The patient was discharged to a rehabilitation facility at 21wks EGA, but continued to worsen, experiencing periodic catatonia, anorexia, and intrauterine growth restriction, and was readmitted to our hospital. At 24wks EGA, she received one dose of cyclophosphamide for refractory symptoms. Because of lack of improvement, a C-section was scheduled for 28wks EGA, prior to the next planned dose of cyclophosphamide. This timing would allow for increased fetal maturity without further exposure to chemotherapy. In addition, if a tumor was found, an oophorectomy could be performed to prevent continued secretion of antibodies. We planned a combined spinal-epidural for optimal anesthetic density and duration. Intravenous methadone was given perioperatively to avoid withdrawal and minimize autonomic dysfunction. Anesthesia and delivery occurred without incident, and she underwent a right oophorectomy for a grossly visible lesion which pathology confirmed as a mature cystic teratoma.
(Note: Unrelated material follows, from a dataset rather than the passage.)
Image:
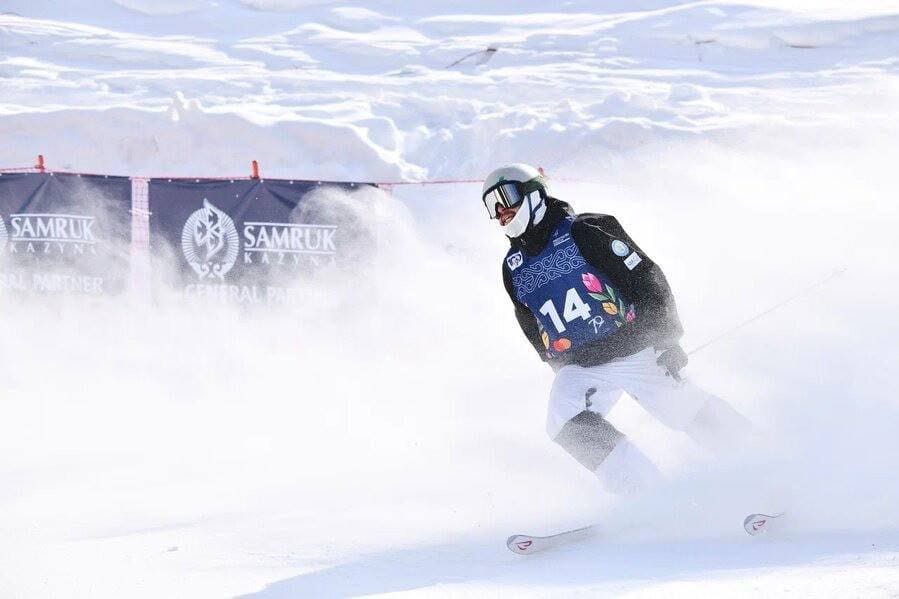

Satisfactory post-operative analgesia was provided with a combination of neuraxial morphine and subfascial wound infusion of 0.5% bupivacaine at 5ml/hr.
The patient was discharged 2wks after delivery, but returned the next day in status epilpeticus. After another prolonged hospitalization requiring intubation, her seizures were ultimately controlled with high dose keppra, lacosamide, and fosphenytoin. She was discharged 10d later to home health with neurologic follow up.